Had I done justice to my mother's training I would have honored my paternal parent in spite of all this, but I am an individual ever doing things I oughtn't at the time I shouldn't.

Coming home, often after midnight, with my drunken father talking maudlin, conceited nonsense beside me, I developed curious ideas on the fifth commandment. Those journeys in the spring cart through the soft, faint starlight were conducive to thought. My father, like most men when under the influence of liquor, would allow no one but himself to handle the reins, and he was often so incapable that he would keep turning the horse round and round in the one place. It is a marvel we never met with an accident. I was not nervous, but quite content to take whatever came, and our trusty old horse fulfilled his duty, ever faithfully taking us home along the gum-tree-lined road.

My mother had taught me from the Bible that I should honor my parents, whether they were deserving of honor or not.

Dick Melvyn being my father did not blind me to the fact that he was a despicable, selfish, weak creature, and as such I despised him with the relentlessness of fifteen, which makes no allowance for human frailty and weakness. Disgust, not honor, was the feeling which possessed me when I studied the matter.

Toward Mother I felt differently. A woman is but the helpless tool of man—a creature of circumstances.

Seeing my father beside me, and thinking of his infant with its mother, eating her heart out with anxiety at home, this was the reasoning which took possession of me. Among other such inexpressible thoughts I got lost, grew dizzy, and drew back appalled at the spirit which was maturing within me. It was a grim, lonely one, which I vainly tried to hide in a bosom which
was not big or strong enough for its comfortable habitation. It was as a climbing plant without a pole—it groped about the ground, bruised itself, and became hungry searching for something strong to which to cling. Needing a master hand to train and prune, it was becoming rank and sour.

CHAPTER FIVE
Disjointed Sketches and Grumbles

It was my duty to “rare the poddies.” This is the most godless occupation in which it has been my lot to engage. I did a great amount of thinking while feeding them—for, by the way, I am afflicted with the power of thought, which is a heavy curse. The less a person thinks and inquires regarding the why and the wherefore and the justice of things, when dragging along through life, the happier it is for him, and doubly, trebly so, for her.

Poor little calves! Slaves to the greed of man! Bereft of the mothers with which Nature has provided them, and compelled to exist on milk from the separator, often thick, sour, and icy cold.

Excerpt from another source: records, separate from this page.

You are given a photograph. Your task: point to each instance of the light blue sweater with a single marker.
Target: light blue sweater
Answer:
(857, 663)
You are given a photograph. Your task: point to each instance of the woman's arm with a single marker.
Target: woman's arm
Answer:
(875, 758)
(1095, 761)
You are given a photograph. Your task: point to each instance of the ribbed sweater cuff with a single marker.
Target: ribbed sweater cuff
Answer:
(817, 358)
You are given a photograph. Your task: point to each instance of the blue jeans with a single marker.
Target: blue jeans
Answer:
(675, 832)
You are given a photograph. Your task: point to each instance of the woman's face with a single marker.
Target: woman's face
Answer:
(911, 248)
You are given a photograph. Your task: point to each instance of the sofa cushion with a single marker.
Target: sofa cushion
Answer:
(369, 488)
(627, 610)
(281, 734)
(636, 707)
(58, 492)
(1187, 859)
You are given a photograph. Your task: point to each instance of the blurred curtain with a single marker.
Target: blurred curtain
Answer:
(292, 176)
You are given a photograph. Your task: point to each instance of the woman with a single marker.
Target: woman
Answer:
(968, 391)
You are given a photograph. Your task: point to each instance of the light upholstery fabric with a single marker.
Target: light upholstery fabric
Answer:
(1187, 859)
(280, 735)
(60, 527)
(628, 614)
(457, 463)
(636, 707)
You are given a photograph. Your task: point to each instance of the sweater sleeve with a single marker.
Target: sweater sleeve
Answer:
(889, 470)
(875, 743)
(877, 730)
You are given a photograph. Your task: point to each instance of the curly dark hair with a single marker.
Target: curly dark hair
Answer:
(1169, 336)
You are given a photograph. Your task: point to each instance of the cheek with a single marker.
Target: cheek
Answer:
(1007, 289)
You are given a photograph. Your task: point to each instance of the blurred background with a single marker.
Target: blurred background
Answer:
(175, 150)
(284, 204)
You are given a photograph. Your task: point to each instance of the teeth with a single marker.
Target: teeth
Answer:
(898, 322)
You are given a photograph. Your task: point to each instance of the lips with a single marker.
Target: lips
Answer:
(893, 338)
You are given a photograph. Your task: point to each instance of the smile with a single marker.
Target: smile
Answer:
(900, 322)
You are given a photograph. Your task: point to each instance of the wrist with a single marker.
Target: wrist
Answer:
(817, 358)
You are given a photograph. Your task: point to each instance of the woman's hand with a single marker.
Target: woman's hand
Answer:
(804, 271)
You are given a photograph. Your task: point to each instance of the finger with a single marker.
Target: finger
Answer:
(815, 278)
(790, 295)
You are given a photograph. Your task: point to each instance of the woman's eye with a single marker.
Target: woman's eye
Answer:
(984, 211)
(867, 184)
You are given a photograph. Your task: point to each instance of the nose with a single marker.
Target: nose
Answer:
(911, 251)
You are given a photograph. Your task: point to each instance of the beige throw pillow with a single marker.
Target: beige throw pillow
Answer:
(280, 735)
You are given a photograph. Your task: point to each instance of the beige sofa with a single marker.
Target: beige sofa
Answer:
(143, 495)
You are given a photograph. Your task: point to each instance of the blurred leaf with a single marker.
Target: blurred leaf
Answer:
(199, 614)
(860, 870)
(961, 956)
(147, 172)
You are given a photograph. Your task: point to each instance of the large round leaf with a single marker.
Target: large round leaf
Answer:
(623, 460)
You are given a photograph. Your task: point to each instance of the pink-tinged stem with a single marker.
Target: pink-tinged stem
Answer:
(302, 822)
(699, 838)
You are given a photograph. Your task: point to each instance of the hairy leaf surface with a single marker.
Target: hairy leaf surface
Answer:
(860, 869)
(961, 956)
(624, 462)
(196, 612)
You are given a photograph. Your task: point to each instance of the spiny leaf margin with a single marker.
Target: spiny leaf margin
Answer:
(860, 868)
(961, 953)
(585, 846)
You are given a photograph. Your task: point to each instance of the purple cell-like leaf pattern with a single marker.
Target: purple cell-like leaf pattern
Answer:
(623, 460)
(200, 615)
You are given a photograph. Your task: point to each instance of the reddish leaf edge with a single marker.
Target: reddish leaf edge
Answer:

Besides the milking I did, before I went to school every morning, for which I had to prepare myself and the younger children, and to which we had to walk two miles, I had to feed thirty calves and wash the breakfast dishes. On returning from school in the afternoon, often in a state of exhaustion from walking in the blazing sun, I had the same duties over again, and in addition boots to clean and home lessons to prepare for the morrow. I had to relinquish my piano practice for want of time.